The Federal Reserve Board is the purveyor of monetary policy which includes maintaining an adequate supply of capital to foster economic growth. Like any enterprise, the organization has a balance sheet with assets and liabilities. What’s of particular concern to me and many others is the increase in the size and scope of the Fed’s financial statement since the financial crisis of 2008-2009.
In this post, we’ll take a look at how the amount of capital has grown in the system over the past 30 years and how far the Fed has deviated from normal operations. Although the danger may not be imminent, as advisors we should give thought to possible consequences of Fed actions and how it could affect the wealth of our clients.
Fed’s Balance Sheet
When the crisis hit in 2008, the Fed’s balance sheet was around $800 billion. Today, it is near $3.1 trillion, or nearly four times larger!

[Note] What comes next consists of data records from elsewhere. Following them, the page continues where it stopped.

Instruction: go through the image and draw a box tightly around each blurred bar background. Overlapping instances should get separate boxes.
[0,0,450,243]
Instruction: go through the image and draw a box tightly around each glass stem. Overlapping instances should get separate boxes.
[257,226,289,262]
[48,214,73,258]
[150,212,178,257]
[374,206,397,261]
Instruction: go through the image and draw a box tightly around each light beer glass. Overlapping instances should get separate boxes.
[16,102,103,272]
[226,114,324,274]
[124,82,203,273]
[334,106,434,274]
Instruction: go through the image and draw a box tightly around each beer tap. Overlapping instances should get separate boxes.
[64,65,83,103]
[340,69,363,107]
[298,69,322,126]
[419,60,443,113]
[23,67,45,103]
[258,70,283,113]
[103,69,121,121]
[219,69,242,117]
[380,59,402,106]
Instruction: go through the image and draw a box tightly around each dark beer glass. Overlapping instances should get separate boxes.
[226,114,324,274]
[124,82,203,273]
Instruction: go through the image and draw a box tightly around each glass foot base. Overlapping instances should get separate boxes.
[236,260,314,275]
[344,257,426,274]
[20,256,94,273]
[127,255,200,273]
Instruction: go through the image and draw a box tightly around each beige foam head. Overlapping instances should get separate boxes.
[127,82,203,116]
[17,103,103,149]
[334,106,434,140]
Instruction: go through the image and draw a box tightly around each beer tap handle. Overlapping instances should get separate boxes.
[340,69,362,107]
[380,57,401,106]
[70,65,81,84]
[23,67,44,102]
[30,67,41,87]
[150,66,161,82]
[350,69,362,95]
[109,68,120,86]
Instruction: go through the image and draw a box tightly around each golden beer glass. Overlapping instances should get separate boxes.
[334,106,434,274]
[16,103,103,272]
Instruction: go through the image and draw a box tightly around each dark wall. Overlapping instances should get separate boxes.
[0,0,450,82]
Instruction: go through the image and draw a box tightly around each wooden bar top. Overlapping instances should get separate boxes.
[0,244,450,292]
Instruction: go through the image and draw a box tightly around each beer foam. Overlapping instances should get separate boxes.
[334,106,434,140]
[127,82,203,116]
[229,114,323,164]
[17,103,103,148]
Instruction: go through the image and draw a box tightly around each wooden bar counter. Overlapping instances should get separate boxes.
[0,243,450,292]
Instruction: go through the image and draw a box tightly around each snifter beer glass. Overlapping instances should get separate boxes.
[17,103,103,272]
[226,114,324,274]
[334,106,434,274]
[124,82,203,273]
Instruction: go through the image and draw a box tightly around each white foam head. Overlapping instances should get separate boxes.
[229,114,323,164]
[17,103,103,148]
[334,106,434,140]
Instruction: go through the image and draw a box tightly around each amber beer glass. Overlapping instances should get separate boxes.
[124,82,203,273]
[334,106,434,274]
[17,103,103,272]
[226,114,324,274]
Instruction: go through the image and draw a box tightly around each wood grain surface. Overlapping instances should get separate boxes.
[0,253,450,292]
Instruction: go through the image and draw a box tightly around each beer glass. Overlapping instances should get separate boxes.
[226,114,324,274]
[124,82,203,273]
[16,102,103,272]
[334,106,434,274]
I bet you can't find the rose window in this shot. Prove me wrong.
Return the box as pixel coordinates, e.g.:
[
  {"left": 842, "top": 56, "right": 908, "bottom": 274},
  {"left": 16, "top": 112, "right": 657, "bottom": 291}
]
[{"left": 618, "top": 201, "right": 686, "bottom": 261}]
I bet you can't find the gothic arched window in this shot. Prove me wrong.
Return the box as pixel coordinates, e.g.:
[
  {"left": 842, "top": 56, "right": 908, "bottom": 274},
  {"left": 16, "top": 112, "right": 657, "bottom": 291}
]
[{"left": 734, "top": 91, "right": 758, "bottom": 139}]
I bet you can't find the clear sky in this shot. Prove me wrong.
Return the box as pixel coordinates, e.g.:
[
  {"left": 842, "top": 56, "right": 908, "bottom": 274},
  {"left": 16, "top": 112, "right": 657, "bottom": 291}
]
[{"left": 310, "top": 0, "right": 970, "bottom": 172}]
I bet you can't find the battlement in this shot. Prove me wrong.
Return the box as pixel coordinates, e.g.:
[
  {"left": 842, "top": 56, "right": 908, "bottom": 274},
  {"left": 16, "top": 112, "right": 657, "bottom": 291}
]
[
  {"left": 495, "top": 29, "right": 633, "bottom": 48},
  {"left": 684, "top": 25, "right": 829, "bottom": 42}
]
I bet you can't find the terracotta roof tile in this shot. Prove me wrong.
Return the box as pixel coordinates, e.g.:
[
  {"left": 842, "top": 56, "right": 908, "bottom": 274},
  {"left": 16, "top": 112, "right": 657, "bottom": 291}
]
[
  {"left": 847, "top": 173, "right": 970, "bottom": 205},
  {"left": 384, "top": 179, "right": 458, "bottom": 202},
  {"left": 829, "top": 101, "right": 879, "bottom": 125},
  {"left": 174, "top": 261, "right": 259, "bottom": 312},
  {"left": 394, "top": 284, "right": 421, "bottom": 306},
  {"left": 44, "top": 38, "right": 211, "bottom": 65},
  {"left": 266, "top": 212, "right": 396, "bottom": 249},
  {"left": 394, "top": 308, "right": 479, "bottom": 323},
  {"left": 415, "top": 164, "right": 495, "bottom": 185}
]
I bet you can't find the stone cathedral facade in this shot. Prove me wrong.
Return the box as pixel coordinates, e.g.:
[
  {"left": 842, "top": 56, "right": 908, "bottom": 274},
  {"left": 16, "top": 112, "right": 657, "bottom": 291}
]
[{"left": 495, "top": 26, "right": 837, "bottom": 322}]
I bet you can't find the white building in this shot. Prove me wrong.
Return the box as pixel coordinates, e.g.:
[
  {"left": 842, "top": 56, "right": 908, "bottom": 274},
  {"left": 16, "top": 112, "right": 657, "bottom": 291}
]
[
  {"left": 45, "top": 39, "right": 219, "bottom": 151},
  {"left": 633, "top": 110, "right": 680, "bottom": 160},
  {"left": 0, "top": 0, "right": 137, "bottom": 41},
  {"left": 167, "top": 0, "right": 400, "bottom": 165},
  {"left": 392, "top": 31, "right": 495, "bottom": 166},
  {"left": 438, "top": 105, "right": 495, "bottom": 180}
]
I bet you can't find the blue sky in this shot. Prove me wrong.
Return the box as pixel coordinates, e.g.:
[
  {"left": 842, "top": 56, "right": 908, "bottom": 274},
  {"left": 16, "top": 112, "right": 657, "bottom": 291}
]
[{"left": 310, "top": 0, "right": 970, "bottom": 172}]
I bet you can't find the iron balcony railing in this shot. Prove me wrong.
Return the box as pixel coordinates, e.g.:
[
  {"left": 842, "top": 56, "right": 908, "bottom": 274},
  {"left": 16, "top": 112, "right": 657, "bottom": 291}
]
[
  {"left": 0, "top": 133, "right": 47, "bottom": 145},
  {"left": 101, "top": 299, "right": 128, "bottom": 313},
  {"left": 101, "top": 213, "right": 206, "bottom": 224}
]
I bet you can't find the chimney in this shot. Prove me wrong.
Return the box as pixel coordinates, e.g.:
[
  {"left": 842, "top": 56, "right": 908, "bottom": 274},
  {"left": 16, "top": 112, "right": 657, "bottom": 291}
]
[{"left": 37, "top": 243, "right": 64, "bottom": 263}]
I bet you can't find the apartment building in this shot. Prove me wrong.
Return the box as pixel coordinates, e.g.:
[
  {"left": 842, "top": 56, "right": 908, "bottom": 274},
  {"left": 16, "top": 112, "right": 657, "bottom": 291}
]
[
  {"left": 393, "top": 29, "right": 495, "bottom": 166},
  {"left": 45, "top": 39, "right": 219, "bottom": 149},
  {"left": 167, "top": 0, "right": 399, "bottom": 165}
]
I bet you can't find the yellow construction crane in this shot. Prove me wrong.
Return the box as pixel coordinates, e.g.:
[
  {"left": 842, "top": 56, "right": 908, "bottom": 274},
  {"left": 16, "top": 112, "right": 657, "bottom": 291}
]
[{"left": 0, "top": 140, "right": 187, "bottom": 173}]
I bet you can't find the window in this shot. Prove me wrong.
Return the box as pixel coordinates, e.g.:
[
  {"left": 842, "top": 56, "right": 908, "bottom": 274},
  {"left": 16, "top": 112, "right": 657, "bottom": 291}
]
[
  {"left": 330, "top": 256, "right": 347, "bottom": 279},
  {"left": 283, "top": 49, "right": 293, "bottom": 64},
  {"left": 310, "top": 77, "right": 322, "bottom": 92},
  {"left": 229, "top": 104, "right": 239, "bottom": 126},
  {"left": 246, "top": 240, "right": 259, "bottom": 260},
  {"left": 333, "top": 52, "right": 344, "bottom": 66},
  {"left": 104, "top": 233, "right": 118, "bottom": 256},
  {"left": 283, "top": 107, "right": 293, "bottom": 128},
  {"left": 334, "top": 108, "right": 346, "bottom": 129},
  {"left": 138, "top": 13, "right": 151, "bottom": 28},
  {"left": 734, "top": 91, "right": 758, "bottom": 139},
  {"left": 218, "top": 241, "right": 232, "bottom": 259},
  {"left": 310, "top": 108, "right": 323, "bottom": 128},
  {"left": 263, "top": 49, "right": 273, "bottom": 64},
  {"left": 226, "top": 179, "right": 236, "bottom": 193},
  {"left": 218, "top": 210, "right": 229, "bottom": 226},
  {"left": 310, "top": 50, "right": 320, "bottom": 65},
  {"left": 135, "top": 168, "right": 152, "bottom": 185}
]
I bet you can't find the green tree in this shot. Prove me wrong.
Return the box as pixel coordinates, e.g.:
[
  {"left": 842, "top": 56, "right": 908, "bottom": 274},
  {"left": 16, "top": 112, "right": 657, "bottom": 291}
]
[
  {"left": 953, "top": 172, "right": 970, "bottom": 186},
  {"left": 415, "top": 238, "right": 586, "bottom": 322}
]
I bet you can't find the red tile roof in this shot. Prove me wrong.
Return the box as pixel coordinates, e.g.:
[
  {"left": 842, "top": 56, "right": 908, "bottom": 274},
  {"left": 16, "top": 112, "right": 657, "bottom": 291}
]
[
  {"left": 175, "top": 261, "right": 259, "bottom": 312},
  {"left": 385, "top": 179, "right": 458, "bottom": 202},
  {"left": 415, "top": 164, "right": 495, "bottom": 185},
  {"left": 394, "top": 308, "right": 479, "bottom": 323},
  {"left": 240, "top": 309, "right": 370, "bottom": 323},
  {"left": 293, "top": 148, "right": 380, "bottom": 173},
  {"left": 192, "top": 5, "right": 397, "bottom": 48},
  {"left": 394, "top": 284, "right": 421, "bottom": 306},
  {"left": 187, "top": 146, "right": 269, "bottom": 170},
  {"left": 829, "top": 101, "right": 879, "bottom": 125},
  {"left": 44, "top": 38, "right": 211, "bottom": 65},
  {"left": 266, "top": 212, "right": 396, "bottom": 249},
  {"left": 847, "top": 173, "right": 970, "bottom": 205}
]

Moreover, the Fed continues to pump in over $80 billion in new stimulus each month and plans to do so until unemployment reaches 6.5%. With the additional costs and regulations relating to Obamacare, businesses are bracing for a negative economic impact, the magnitude of which cannot easily be surmised. Add to this the expiration of the payroll tax cut and higher taxes on the wealthy and it may be some time before the Fed’s easy money policy reverses course. In short, the Fed’s balance sheet could grow quite a bit larger before they’re finished fighting this fire.
What Your Peers Are Reading
Bubble? Inflation? Deflation?
In the meantime, given the excess liquidity in the system, stocks appear poised to rise. Is there another Fed-manufactured bubble brewing? Perhaps, but not immediately. Here’s another issue. How will the Fed unwind such a massive amount of stimulus in a way that doesn’t cause a serious market disruption? If the Fed simply lets this money filter into the system, inflation could spike and make the late 1970s look like a fire sale. If the Fed unwinds too aggressively, the lack of liquidity could cause interest rates to spike and the velocity of money to slow, thereby creating another recession.